Repealing just items with a budgetary impact leaves in place the insurance regulations that are presently driving up health care costs and spinning many state insurance markets into death spirals. Specifically, the reconciliation process can’t repeal Obamacare’s essential health benefit requirements that force people to buy very generous and, therefore, very expensive health plans. Most troublesome, reconciliation cannot repeal insurance regulations that force insurers to sell coverage to everybody, regardless of whether they responsibly maintained coverage. This allows people to wait until they are sick before gaining coverage.
A key problem is that repealing the individual mandate without repealing the requirement on insurers to guarantee coverage increases the incentive to wait to buy coverage until you need it. That’s why the House plan imposes a 30 percent penalty on people who buy coverage who failed to maintain continuous coverage. This penalty has been panned by critics, but anyone who studies health insurance markets will tell you something like this is necessary, so long as Obamacare regulations remain in place.
The good news is that the reform process is beginning, not ending. GOP leaders say there are two more bills yet to come, and we have a Republican president whose administration can reverse those portions of the Obamacare disaster that came into being through regulations. Which is many of them.

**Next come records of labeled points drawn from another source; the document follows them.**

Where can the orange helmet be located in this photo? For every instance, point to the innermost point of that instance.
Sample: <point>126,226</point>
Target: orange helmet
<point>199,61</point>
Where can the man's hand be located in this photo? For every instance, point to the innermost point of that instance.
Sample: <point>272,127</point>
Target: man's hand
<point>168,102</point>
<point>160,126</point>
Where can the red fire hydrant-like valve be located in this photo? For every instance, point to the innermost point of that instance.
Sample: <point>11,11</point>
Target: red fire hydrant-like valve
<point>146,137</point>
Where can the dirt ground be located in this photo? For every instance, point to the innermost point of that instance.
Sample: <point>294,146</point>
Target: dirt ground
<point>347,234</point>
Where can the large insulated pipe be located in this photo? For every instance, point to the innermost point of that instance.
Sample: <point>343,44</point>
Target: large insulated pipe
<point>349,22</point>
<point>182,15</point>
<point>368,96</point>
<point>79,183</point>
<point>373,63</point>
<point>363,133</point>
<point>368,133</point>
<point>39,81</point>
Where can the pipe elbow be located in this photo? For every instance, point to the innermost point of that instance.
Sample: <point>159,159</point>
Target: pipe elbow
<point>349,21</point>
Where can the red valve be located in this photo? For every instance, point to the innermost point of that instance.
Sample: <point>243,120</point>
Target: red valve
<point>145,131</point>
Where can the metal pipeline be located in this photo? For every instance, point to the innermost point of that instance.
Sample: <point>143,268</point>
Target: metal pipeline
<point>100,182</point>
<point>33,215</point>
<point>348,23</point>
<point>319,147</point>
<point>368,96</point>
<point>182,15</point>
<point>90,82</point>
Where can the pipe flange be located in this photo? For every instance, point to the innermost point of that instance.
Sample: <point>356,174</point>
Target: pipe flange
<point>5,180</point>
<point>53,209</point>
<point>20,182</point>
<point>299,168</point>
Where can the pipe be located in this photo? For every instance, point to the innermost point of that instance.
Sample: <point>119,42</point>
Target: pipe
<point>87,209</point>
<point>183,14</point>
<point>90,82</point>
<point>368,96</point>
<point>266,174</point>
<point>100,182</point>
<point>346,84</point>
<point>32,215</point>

[A]nother point too often lost in the debate is the role the Trump administration will play in complementing Congress’s work. Though certain regulations cannot be immediately repealed, the Trump administration can modify regulations through the rule-making process. For instance, the Department of Health and Human Services (DHHS) can authorize a much more affordable set of essential health benefits. DHHS has already proposed important changes to stabilize individual insurance markets.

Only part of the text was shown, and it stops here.